母は時間の感覚から始まり、日にち、季節の感覚を失っていった。


デイサービスの協力で下着や靴下の着替えの問題は解決したが、衣服の着替えはなかなか解決しなかった。


薬と夕飯を届けるときにパジャマを用意し、ハンガーに翌日着る服を掛けておいても、前日と同じ服でデイから帰宅する母を迎えるときはゲンナリした。


「洗濯するからパジャマに着替えて」


と言うと


「洗濯くらい自分でできるから大丈夫よ。あとで着替えたら電話するわ」


と毎回キッパリ断られた。


更に食い下がると


「私が汚いって言うのね!もう私のことはほっといて!」


とキレるので無理強いできなかった。



しかし、清潔・不潔の問題以外に季節感のないコーデにも悩まされることになった。


母はほとんど二階に上がらないので、季節外れの服は二階のタンスにしまい、季節の服は一階の母の部屋にしまうようにしていたが、あるとき、真夏にニットのセーターを着てデイに行ってしまった。わざわざ二階のタンスから引っ張り出したのだが、クーラーから出る冷風が寒いと感じたのかと思いクーラーの温度を28°に上げてみた。

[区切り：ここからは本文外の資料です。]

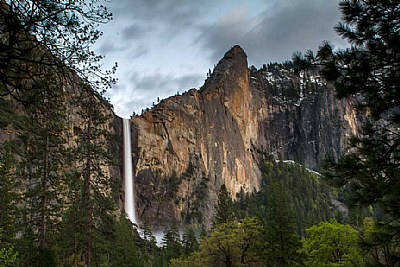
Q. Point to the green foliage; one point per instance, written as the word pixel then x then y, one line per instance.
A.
pixel 189 241
pixel 224 210
pixel 8 194
pixel 368 71
pixel 41 37
pixel 379 243
pixel 172 245
pixel 307 194
pixel 8 256
pixel 230 244
pixel 281 239
pixel 332 244
pixel 124 248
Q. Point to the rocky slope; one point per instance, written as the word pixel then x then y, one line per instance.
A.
pixel 187 146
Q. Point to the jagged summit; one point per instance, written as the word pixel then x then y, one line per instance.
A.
pixel 235 51
pixel 230 68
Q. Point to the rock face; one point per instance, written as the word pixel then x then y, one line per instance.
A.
pixel 187 146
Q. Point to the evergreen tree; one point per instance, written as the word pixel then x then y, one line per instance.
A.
pixel 189 241
pixel 172 245
pixel 39 37
pixel 41 168
pixel 8 195
pixel 91 197
pixel 233 244
pixel 224 210
pixel 369 71
pixel 332 244
pixel 123 249
pixel 281 240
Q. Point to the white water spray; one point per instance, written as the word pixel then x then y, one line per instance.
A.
pixel 130 207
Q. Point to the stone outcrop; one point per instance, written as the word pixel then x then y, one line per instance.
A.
pixel 187 146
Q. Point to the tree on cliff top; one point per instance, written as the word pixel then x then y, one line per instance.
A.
pixel 224 210
pixel 370 72
pixel 38 37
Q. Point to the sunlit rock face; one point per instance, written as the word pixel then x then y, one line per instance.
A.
pixel 187 146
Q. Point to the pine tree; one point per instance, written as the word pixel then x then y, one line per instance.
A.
pixel 224 210
pixel 368 71
pixel 189 241
pixel 41 168
pixel 90 160
pixel 172 245
pixel 282 242
pixel 38 37
pixel 8 194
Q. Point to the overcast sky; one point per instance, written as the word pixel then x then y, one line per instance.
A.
pixel 165 46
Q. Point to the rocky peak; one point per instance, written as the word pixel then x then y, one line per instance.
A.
pixel 232 66
pixel 189 145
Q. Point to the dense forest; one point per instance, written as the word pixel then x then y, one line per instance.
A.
pixel 57 199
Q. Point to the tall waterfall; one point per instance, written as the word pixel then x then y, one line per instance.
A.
pixel 130 208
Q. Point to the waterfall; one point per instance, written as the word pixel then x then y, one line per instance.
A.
pixel 130 208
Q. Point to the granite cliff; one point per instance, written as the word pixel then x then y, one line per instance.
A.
pixel 187 146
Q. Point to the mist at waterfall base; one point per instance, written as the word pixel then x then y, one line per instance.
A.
pixel 130 207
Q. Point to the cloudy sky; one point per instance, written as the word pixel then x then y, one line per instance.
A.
pixel 166 46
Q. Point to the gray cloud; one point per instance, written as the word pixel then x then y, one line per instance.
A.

半袖の上に羽織る長袖の夏物の上着が引き出しに入っていても、『寒い=ニット』という思考になってしまったのだと思った。


冬物を私の家に持ち帰り、長袖の夏物を部屋のハンガーにかけておくことにした。

長袖を着たり着なかったりしつつ、次は下着の重ね着が始まった。多いときはブラキャミ3枚の上に半袖2枚、長袖一枚。


この件もデイサービスの入浴時に余分な服を職員の方が回収して帰宅時にカバンに入れてくれることになった。